Consider the idea of a package delivered by drone, and it’s easy to imagine a small flying machine depositing an item in a consumer’s driveway or backyard. And indeed, that’s what companies such as Wing, from Google’s parent Alphabet, are working on right now. But FedEx, which announced last week that it’s teaming up with a drone company called Elroy Air, has something else in store: an exploration of how to use drones for what they call “middle mile” logistics.
The drone in question is called the Chaparral, which Elroy took the wraps off of earlier this year. Here’s what to know about how it works, and how FedEx is thinking of using it.

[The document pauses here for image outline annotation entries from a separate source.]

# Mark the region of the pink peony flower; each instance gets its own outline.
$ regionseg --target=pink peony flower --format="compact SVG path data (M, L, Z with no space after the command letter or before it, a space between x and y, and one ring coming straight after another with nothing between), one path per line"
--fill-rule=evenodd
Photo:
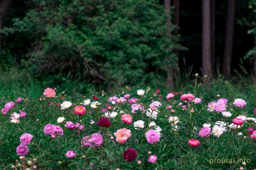
M46 96L46 98L55 98L56 97L56 93L54 90L48 87L44 89L44 95Z
M132 136L131 131L126 128L118 129L114 134L116 137L116 141L119 143L125 143Z
M22 144L20 145L17 147L16 152L17 154L20 156L24 156L28 154L29 151L29 149L26 145L23 145Z
M54 135L56 130L56 126L51 124L46 125L44 128L44 133L47 135Z
M69 159L74 158L75 156L76 153L74 153L73 150L68 150L66 153L66 156Z
M129 102L130 103L136 103L138 101L138 99L136 98L132 98L131 99L130 99L128 102Z
M89 146L94 147L96 146L100 146L102 144L102 137L99 133L94 133L90 136L86 136L84 137L81 142L82 147Z
M8 112L8 111L4 109L4 108L2 108L2 109L1 109L1 111L2 112L2 113L4 115L7 114L7 112Z
M30 143L33 138L33 135L29 133L24 133L20 137L20 144L23 145L27 145Z
M152 108L158 108L162 106L162 104L158 101L154 101L149 105L149 107Z
M120 98L116 100L116 102L120 104L124 103L127 100L123 97L120 97Z
M150 130L145 134L147 141L149 143L153 144L159 141L160 136L155 130Z
M130 95L130 94L126 94L124 95L124 98L126 98L126 99L128 99L129 98L130 98L130 96L131 95Z
M144 112L144 108L142 107L140 104L135 104L132 105L132 113L135 113L136 111L140 109L142 112Z
M168 94L167 94L167 96L166 96L166 99L171 99L172 98L174 98L175 96L175 95L174 95L174 93L169 93Z
M8 112L12 109L14 104L13 102L7 102L4 106L4 109L6 112Z
M201 103L202 101L202 99L200 98L196 98L194 100L194 102L195 104L199 104Z
M200 145L200 142L197 139L190 139L188 140L188 145L191 147L196 147Z
M239 118L234 118L232 120L232 122L236 125L241 125L244 123L244 121Z
M235 100L233 102L233 104L235 105L236 107L243 107L246 105L246 102L245 101L241 99L235 99Z
M201 137L208 137L211 134L211 128L207 127L203 127L198 133Z
M217 102L219 103L221 103L223 104L226 105L228 102L228 100L226 99L221 98L218 100Z
M122 115L122 121L130 125L132 123L132 117L130 115L124 114Z
M25 117L26 114L27 113L26 113L22 111L20 113L20 117Z
M157 160L157 157L155 154L150 155L148 158L148 161L150 163L154 163L156 162L156 160Z
M256 131L254 131L252 133L252 134L251 135L251 137L254 139L256 139Z
M194 100L194 95L190 93L184 94L180 96L180 100L185 102L191 102Z
M21 102L22 100L21 98L18 98L17 99L17 100L16 100L16 102L17 103L18 103L18 102Z
M222 103L215 102L213 104L213 109L215 110L218 113L222 112L226 110L226 105Z
M84 114L86 110L85 107L80 105L77 106L74 108L74 109L75 110L75 113L80 115Z
M128 162L135 160L137 156L138 153L136 150L132 148L128 148L127 150L124 150L123 153L124 159Z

The Chaparral isn’t small: It measures about 27 feet across, 19 feet long, and weighs some 1,900 pounds. The wing can be rotated so that the drone takes up less space in storage or transport. If you stood next to the tail, you’d find that it is taller than you, unless you stand about 7 feet in height. The aircraft can schlep about 300 to 500 pounds in a pod below its belly, and has a range of some 300 miles, meaning it could make it from New York to Boston. It’ll travel at speeds faster than 100 mph. The plane is autonomous—no pilots needed—and it can take off and land vertically.
In short, think of it like other large flying machines that companies like Joby, Wisk, and Beta have in development; those craft are called eVTOLS, for electric vertical take-off and landing aircraft. But unlike some of Elroy’s peers in this next-chapter-of-aviation space, the Chaparral aircraft is hybrid electric, not purely electric. It features 8 rotors on its wings to help it take off and land vertically, and four propellers for forward flight, and all of them are driven by electric motors. However, the source of that electricity is what makes this craft unique: it has a gas turbine and generator inside it to make that juice.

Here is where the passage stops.